IAG’nin tarihi, zaman zaman yayınladıkları pek fazla önem taşımayan dokümanlarla her bir buçuk yılda bir düzenledikleri konferanslarda sekter olmadıklarını, yani kahrolası Bolşevik-Leninistlerden farklı olarak birbirlerini rahatsız etmeyi hiç istemediklerini kanıtlama çabalarıyla doludur. Böylece IAG, hiçbir şeyi riske atmak istemeyen ve günümüzün en yakıcı sorunlarıyla meşgul olmayı tarihsel “sürece” bırakmayı tercih eden muhafazakâr merkezci diplomatlar için bir sığınak haline gelmiştir. Yukarıda sözü edilen “süreç”, diplomatik beyler için kazara, sağlam direkleri olan, yeni, güzel bir Dördüncü Enternasyonal yaratmayı başarırsa, o zaman bu beyler, başarılan işi en nazik şekilde takdir etme tenezzülünde bulunacaklardır. Fakat bu ana kadar, kapıyı açık bırakmayı isteyeceklerdir. Belki İkinci ve Üçüncüsü artık eriyip yok olacak ve böylece bu karşılıklı olarak tamamlayıcı her iki iflâstan yeni ve parlak bir kuruluş üretecekler. Böyle bir fırsatı kaçırmayı hiç kimse istemeyecektir. Özellikle, belirli ilkelere bağlanıp kalmanın önüne geçilmelidir, çünkü çağımız çok belirsiz bir çağdır ve ilke çok katıdır ve tüm bunların da ötesinde, burnunuzun dibinde durup size ilke ile eylem arasındaki çelişkiyi hatırlatacak öfkeli Leninistler olacaktır.

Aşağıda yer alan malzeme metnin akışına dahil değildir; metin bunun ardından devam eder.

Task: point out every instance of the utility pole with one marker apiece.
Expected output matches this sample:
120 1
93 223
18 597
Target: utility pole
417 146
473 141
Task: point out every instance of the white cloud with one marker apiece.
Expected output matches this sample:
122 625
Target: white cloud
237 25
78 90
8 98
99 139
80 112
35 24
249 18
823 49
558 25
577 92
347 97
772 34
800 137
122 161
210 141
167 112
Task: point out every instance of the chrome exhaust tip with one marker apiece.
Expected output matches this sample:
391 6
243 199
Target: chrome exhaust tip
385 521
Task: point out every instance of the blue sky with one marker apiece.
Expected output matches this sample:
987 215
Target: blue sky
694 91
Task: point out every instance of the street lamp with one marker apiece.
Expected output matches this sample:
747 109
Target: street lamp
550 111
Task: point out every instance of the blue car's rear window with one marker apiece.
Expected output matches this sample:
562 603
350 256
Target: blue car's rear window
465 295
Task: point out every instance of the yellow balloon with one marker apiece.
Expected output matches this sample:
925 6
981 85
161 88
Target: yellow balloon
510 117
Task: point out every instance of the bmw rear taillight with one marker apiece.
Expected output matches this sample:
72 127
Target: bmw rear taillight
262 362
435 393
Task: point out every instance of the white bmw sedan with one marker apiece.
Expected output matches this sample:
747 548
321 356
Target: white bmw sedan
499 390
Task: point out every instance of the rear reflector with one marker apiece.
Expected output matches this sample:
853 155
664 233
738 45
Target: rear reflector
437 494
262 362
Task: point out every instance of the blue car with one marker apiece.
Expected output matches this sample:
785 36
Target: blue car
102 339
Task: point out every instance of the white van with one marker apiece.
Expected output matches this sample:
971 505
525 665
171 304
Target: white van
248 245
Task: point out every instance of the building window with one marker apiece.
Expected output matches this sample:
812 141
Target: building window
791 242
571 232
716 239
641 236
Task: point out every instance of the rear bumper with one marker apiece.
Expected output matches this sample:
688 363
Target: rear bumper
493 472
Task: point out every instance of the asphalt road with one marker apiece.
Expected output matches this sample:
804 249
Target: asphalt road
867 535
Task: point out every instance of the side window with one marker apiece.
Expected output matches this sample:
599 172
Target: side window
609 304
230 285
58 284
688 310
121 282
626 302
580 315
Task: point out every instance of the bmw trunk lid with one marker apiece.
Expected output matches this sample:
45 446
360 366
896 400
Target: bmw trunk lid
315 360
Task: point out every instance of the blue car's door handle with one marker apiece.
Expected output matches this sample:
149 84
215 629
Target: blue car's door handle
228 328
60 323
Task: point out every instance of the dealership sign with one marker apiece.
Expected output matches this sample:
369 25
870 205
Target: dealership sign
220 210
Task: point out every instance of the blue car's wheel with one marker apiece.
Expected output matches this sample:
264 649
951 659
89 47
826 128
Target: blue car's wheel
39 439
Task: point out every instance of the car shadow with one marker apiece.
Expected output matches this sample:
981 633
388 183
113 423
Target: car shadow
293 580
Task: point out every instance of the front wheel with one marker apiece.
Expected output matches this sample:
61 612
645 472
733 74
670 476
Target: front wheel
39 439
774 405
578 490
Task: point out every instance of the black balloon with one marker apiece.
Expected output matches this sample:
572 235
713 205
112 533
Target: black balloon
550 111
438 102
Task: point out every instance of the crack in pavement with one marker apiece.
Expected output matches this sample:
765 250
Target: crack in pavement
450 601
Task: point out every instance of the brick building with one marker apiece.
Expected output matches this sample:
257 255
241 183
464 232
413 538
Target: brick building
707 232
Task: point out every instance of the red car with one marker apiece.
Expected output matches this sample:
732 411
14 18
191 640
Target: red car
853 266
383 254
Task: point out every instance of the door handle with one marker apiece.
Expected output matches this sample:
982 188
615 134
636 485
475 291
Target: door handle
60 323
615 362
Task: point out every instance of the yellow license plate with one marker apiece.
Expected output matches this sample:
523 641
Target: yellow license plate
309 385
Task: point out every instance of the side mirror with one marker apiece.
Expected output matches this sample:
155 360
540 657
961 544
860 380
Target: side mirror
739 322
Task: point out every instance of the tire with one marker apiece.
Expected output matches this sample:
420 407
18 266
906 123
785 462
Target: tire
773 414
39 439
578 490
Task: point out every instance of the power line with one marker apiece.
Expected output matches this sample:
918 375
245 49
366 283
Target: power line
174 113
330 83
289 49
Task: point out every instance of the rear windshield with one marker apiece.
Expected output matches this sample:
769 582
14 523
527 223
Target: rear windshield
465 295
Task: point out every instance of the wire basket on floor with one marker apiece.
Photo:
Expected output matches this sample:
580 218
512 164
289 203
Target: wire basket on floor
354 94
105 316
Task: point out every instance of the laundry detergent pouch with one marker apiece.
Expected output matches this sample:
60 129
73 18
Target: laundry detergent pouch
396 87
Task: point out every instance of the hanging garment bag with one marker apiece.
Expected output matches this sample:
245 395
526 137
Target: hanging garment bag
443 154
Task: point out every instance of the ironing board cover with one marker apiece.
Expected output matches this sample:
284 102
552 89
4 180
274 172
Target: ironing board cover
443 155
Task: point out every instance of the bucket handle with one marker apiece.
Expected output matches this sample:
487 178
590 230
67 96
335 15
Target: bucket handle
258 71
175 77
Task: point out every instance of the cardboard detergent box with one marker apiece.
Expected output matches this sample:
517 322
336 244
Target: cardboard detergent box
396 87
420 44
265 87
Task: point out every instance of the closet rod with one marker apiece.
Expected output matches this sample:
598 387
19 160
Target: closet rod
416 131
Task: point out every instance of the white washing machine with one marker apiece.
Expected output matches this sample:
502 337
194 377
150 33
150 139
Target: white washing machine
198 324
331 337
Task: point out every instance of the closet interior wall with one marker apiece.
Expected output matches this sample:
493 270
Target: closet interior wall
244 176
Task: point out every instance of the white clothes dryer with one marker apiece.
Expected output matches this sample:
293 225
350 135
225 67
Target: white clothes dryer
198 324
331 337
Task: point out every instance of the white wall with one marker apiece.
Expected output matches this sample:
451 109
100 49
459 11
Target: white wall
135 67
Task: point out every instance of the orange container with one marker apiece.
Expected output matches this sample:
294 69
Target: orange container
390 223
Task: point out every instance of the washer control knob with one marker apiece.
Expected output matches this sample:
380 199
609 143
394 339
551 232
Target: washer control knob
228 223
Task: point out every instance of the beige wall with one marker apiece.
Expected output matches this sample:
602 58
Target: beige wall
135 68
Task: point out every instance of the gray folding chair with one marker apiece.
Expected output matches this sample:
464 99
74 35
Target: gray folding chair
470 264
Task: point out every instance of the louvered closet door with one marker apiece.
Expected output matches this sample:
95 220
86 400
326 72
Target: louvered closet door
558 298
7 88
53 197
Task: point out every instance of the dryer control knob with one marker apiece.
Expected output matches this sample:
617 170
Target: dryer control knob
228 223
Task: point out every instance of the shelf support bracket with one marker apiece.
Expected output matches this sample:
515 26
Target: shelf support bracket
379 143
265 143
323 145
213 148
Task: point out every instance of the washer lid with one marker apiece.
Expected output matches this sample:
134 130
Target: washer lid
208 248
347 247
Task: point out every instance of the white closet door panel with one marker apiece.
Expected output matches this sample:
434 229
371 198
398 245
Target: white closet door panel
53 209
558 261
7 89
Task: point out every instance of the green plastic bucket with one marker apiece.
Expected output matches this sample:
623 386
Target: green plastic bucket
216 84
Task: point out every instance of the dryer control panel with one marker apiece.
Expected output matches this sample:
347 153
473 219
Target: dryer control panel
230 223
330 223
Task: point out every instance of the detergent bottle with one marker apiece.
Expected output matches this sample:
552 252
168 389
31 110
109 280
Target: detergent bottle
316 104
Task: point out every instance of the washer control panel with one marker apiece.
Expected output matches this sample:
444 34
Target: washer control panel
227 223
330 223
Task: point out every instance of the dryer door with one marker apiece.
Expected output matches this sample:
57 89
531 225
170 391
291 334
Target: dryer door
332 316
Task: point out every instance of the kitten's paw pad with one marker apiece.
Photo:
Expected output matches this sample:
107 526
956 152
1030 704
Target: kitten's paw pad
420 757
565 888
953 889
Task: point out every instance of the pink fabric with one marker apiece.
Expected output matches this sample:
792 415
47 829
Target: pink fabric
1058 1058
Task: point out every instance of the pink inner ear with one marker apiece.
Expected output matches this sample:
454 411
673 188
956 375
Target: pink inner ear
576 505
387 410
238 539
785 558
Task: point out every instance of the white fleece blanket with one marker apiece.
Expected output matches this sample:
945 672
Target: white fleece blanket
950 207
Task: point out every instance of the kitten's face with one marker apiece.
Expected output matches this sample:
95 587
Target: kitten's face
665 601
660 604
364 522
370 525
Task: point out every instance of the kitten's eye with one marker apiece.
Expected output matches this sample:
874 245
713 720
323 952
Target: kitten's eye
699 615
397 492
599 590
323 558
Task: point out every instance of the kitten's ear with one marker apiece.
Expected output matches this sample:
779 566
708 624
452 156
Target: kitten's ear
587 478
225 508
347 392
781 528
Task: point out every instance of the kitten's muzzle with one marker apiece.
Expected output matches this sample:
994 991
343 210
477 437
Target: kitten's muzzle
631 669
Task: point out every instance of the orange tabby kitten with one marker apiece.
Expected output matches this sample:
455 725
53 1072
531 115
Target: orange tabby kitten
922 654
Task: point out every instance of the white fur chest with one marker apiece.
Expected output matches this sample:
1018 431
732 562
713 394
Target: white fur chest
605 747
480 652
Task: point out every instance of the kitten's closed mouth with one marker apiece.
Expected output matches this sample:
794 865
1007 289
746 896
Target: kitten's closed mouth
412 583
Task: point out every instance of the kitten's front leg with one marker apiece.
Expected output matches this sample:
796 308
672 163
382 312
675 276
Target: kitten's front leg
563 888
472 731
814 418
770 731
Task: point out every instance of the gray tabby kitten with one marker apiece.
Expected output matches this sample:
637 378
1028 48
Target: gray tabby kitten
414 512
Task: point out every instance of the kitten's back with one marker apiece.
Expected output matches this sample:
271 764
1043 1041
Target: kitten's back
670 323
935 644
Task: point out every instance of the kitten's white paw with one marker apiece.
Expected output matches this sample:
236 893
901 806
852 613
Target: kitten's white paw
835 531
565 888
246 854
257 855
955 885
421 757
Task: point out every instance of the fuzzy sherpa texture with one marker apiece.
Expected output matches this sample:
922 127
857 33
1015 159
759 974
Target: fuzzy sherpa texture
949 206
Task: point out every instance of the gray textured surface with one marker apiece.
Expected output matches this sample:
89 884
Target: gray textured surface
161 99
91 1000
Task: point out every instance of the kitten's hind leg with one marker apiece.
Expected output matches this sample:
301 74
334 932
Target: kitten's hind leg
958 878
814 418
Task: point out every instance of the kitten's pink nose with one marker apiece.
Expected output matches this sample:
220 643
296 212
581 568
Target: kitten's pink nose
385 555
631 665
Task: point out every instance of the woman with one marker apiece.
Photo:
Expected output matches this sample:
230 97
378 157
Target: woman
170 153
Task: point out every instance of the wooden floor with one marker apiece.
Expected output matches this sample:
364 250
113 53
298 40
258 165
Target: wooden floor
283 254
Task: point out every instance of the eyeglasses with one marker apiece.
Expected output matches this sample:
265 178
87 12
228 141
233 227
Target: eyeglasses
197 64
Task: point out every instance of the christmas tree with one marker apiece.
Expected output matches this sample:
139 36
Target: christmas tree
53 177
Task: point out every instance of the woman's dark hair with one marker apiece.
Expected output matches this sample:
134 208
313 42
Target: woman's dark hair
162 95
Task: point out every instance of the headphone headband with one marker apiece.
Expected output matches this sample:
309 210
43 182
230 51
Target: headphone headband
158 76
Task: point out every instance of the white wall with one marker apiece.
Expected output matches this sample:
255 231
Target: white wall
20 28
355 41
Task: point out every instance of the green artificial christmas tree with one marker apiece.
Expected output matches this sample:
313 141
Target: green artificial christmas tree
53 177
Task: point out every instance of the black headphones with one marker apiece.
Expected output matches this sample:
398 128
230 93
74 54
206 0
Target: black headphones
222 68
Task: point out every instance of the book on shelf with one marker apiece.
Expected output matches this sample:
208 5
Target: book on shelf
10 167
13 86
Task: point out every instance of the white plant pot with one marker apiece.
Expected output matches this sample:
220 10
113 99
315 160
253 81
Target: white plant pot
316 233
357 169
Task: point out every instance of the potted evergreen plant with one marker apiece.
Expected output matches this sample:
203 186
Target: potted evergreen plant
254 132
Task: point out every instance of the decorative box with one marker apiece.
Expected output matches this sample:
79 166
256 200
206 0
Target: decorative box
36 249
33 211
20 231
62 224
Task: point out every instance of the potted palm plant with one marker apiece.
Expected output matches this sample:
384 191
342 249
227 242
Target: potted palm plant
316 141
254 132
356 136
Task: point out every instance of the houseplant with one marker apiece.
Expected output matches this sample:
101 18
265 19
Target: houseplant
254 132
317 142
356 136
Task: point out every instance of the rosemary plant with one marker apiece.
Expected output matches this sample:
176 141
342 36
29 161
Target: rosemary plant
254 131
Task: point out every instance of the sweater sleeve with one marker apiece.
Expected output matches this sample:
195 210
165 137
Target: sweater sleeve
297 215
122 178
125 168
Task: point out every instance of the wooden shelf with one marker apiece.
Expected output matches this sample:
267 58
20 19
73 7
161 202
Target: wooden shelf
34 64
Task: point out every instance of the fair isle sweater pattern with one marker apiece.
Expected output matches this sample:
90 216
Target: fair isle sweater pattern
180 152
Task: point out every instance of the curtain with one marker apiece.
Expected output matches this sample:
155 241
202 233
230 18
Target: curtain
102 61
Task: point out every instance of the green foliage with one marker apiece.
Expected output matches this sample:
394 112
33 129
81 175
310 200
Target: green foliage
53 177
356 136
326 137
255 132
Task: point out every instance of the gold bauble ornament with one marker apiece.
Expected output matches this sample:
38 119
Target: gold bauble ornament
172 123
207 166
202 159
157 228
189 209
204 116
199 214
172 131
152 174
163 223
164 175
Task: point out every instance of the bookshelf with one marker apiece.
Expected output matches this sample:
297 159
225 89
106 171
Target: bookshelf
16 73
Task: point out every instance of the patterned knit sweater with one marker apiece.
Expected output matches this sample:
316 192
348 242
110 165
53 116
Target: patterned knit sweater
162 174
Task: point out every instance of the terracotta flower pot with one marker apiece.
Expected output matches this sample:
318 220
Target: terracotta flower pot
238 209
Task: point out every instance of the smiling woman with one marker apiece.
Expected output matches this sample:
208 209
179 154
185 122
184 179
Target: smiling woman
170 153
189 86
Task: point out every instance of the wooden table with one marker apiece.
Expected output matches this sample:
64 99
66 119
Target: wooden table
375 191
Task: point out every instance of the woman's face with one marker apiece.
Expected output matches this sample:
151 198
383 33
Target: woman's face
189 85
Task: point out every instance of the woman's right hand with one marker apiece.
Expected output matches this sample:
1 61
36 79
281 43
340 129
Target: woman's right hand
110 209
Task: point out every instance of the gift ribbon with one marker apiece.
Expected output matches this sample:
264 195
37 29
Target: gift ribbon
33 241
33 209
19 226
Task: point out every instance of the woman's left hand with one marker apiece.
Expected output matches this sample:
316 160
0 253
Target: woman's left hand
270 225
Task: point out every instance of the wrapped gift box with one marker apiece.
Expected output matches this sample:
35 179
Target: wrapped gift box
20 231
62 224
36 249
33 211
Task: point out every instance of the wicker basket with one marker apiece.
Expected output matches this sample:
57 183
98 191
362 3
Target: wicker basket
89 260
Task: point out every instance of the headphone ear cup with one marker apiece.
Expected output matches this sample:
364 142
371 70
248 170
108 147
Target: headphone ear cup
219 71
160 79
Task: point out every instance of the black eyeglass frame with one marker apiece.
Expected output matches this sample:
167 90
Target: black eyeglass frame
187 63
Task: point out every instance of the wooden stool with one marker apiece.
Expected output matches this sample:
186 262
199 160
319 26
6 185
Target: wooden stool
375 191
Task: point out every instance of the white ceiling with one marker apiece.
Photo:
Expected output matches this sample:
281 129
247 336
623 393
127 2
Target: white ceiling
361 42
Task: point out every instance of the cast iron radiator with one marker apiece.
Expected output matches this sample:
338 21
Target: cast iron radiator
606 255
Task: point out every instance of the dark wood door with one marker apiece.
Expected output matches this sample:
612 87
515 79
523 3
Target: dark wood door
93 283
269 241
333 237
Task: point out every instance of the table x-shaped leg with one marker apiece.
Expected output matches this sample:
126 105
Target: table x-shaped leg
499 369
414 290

Konferansta hakim olan SAP’lıların, kararların kabul edilme zamanı geldiğinde bu aynı ilkelere hepten boş vermek için, bizim ilkelerimizi şöyle böyle içeren oldukça radikal konuşmalar yaptıklarını çok güzel gözlemlemişsiniz. Bunun klâsik merkezciliğin ta kendisi olduğuna haklı olarak işaret ediyorsunuz. Sorun, kitlelerin dürüst, saf merkezci ruh hali olduğunda, uygun koşullar ve doğru bir politika altında, gerilememek ve kitleleri ileriye götürmek mümkündür. Fakat yalnızca liderlerle karşı karşıya gelinirse ve bu liderler de “klâsik” merkezcilerse, yani düzenbaz merkezci spekülatörlerse, ne emekçi ne de komünist olan böyle bir emek derneğinden çok az şey beklenebilir. Marksist düşüncelere SFIO’dan beş genç işçi kazanmak, zararsız yani aldatıcı çözümlere oy vermekten ya da bu konferansların dört duvarı içinde onlara karşı oy kullanmaktan yüz kez daha önemlidir.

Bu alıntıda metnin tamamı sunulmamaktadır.